Paris Review interviews are pure indulgence. They keep some great ones online, and it’s delight to look back and read P.G. Wodehouse or whoever – how they write, how they live, how they behave and what they laugh at. All beautifully written, of course, and well set-out. Reading about writing is a particular favourite of mine… Now in a way, it feels a bit naughty; it always reminds me that I am not, at that particular moment, writing, and that if I had been, that would be a better use of my time. Blogs, books, I don’t care, throw it all at me.

 

The interview I have currently been reading (and rereading) is one with Vladimir Nabokov. This man has a delicious way of dismissing the opinions of others in a way that’s one part diplomacy, one part snobbishness. I find him very amusing, and refreshing now, when everything disliked is broken down in essay after essay. Everything he dislikes he simply ignores; it’s not worth his time. He claims to have an “absence of natural vocabulary” in English which must be irony. “All right for describing a sunset”, I mean, honestly. Writers whose first language is English who are better than he is are few and far between. Read the interview, do. It’s delicious.

 

Let’s talk about something else, so this whole post isn’t just a plug for the Paris Review. Art! I’m sure I’ve mentioned before that I’m trying my hand at watercolour.
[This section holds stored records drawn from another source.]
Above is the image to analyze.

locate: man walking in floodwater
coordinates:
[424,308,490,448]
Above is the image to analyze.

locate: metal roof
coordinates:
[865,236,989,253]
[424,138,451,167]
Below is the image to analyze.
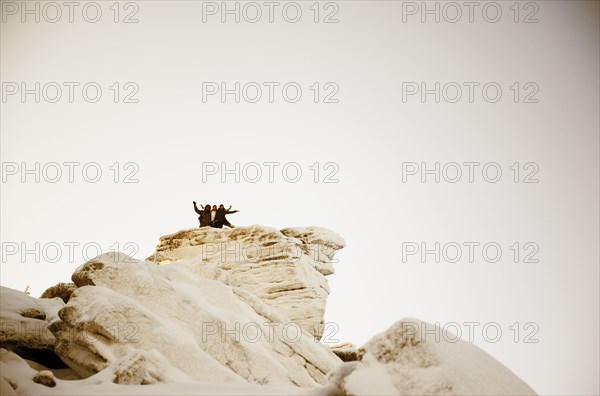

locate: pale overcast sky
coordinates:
[0,1,600,394]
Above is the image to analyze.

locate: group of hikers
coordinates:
[194,201,239,228]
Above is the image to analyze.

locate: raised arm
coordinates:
[194,201,202,214]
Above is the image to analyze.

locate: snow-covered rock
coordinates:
[315,319,536,395]
[0,286,65,366]
[50,253,341,387]
[148,226,345,340]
Every so often I’ll post an attempt on my instagram. I am not very good, and I have no idea what I’m doing. I’d like to learn to draw, too – it’s one of those things I’ve always wanted to be able to do, but never practice enough to get any good at. A friend of mine gave me some advice today: “Start with vague shapes and representations of things, refine, lather, rinse, repeat”. I find myself stymied, still… A little afraid of trying, perhaps. It’s one of those things that as a younger person I always assumed one either had a knack for, or didn’t. Now I know that, like everything else, it’s a matter of practice, of trial and error. (I am not helped by the existence of a younger cousin; all of seven years old and with an eye and a talent for art that I find astonishing. She’s made some abstract pieces in felt tip pen that were genuinely very good. It’s really quite annoying.)

 

In a way, I have quite an academically-oriented mind. It’s difficult for me to understand that if you flail around in the darkness for long enough, you’ll make your way. I used to wish learning things could be as easy as on the Sims – you just do it over and over again until you get better at it. It’s still tough thinking that, yes, that’s actually how things work. You just do them until you’re good. I always feel like I should have structure. Lesson plans, step-by-step. I enjoy learning that way, but you can’t go to school for everything. I’m learning German with Duolingo (I really ought to brush up on my French too) and I’m at the point now where I need to sit down and write out some vocab, because I’m never going to retain it otherwise.

 

How did Nabokov learn his languages? He uses a lot of French in Lolita. Never mind… I should go and study. Practise makes perfect.